Виктор Леонидович выглянул в окно на школьный двор, присмотрелся к копошащимся там малышам, к существам с белыми бантами, прыгающим на одной ножке. Банты вздрагивают, отставая от кругляшей голов. Сахарная вата на ветру. «А все-таки пока ничего не меняется, – подумалось ему, – „классики“ форэвер». И стало теплее на сердце. Потом он присмотрелся к родителям, которые кто терпеливо, а кто – похаживая взад-вперед, ждут тех, кому еще долго-долго пыхтеть за партами до их последних звонков. Родители ему меньше понравились, и он приподнял взглядом кроны деревьев. Кто прячется там? Нет, того, кого он высматривал, там не было. Математик нетерпеливо вскинул близко к глазам руку с часами. Это позолоченные часы с крупным циферблатом, на обратной стороне, на крышке которых, не видимая чужому глазу, выгравирована надпись «Полет к 20-летию Великой Победы».
Первый час сдвоенного урока геометрии заканчивался теоремой о подобии треугольников, образованных особыми точками математического воображения. Ученики осуществляли броуновское движение умов, в жажде вот-вот оказаться в празднике жизни там, внизу, под окнами класса. Учитель сегодня не был к ними столь требователен, как зимой, но и отпустить просто так не решился. Ответственность… Директор, Петр Иванович, провел на этот счет с педагогами инструктаж. Никакой халатности в день Последнего Звонка.
Леонтьев постучал пальцем по стеклу. Если кто-то из сборища оболтусов и двоечников – а именно так он ласково именовал только этот класс – докажет теорему до наступления минуты «Х» – пяти минут до звонка, то он отпустит всех разом. Он им это пообещал, вопреки наказу директора. Впрочем, его игра была практически беспроигрышной. Опыт подсказывал, что в такой день мозги у старшеклассников столь далеки от равносторонних треугольников, что за время его преподавания в обычные-то дни можно по пальцам перечесть тех, кто одолел доказательство без помощи учебника. Да и самого сильного ученика в «математическом фахе», Гены Лядова, нынче нет в классе. Отсутствует. Он на похоронах брата-добровольца. Если бы не последний звонок, класс бы собрался на кладбище. А так – нельзя, звонок – он один раз в жизни, а смертей на ее рельсовом полотне – много. Хотя последний звонок – сейчас звучит плохо… Лучше было бы так: «Звонок на выход в жизнь».

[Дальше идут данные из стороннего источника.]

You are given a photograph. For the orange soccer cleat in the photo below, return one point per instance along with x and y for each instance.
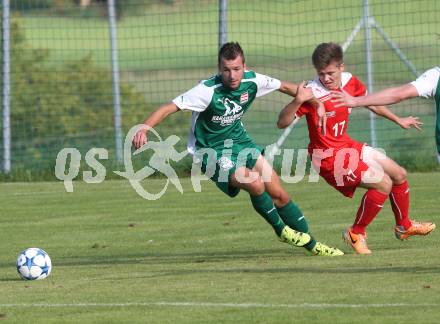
(357, 241)
(417, 228)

В дверь постучали. Два частых, два с разбивкой. Условный сигнал. Заходи, Белла Львовна, заходи. Ты на минуту раньше срока. Белла Львовна – она такая. Спешит делать добро.
Учительница, легкая на ногу, впорхнула в класс и устремилась к столу с высоко поднятым подбородком. Все вскинули головы и проводили ее взглядами. В них не было насмешки, не было испуга, какой порой сам собой окрашивает лица школьников при входе в класс иных педагогов… Но и любопытства тоже не было. Хотя могли бы усмехнуться в кулачок.
Виктор Леонидович подал ей знак – еще одна минута. Она кивнула, улыбнулась заговорщически, и замерла возле доски, прямо под большим треугольником, рассеченными пунктирными линиями. «Биссектриса, медиана, высота», – совсем шепотом, одними губами, подтвердила понимание изображения Белла Львовна. Ее темный локон коснулся средней линии.